Maya westchnęła z rezygnacją. Była zmęczona.

— Chyba nie powinnam dać ci aż tyle środka uspokajającego — powiedziała.

— Nie mów tak. Przecież nie chodzi o środki uspokajające! Nie widzisz, jaka jestem szczęśliwa? Powinnaś cieszyć się razem ze mną. — Spojrzała Mayi prosto w oczy. — Co cię tak odmieniło? Kochanie? Nie jesteś już tak pogodna jak w Monachium.

— Cierpisz na huśtawkę nastrojów, kochanie. Spróbuj mniej mówić. Odpocznijmy trochę, dobrze? Jestem bardzo zmęczona.

Therese opadła na siedzenie.

— Oczywiście, że jesteś zmęczona. Byłaś taka dzielna. Przepraszam cię, Mayu. Dziękuję ci bardzo.

Przez pewien czas jechały w milczeniu. Therese popłakała jeszcze trochę. W końcu zasnęła.

Oświetlona światłami spokojnej, wiejskiej, prowincjonalnej Europy, twarz Therese była maską spokoju.

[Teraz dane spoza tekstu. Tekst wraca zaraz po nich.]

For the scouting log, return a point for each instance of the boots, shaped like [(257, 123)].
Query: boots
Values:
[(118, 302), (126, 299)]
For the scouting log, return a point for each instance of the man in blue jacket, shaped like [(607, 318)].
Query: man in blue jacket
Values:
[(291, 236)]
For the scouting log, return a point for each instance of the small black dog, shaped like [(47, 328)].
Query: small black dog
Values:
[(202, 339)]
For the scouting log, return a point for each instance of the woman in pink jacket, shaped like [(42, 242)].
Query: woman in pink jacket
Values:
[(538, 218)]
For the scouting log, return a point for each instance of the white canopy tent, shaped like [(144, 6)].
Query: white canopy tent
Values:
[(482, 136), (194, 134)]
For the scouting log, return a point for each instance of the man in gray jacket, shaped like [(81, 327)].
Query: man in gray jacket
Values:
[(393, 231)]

— Przeszłaś na drugą stronę — powiedziała jej łagodnie Maya. — Jesteś teraz doskonałą małą mieszczką. Nie wierzę, by działało to w ten sposób. Nie wierzę, by działało to aż tak dobrze. Ja pozwoliłam, by świat stał się właśnie taki. Ja na to pozwoliłam, to moja wina, a ten świat był dokładnie taki, jakim chciałam go widzieć. Nie wierzę, że aż tak bardzo chcesz żyć w świecie, którego ja nie potrafiłabym znieść ani chwili dłużej. Muszę żyć poza prawem, żeby żyć i oddychać, i teraz nie ma już dla mnie drogi powrotu. I Wdowa mnie ściga. Wdowa wie. Doskonale wiem, że wie. Aresztowałaby mnie natychmiast, gdyby nie była taka cierpliwa i łagodna. Wiesz, kim jest Wdowa?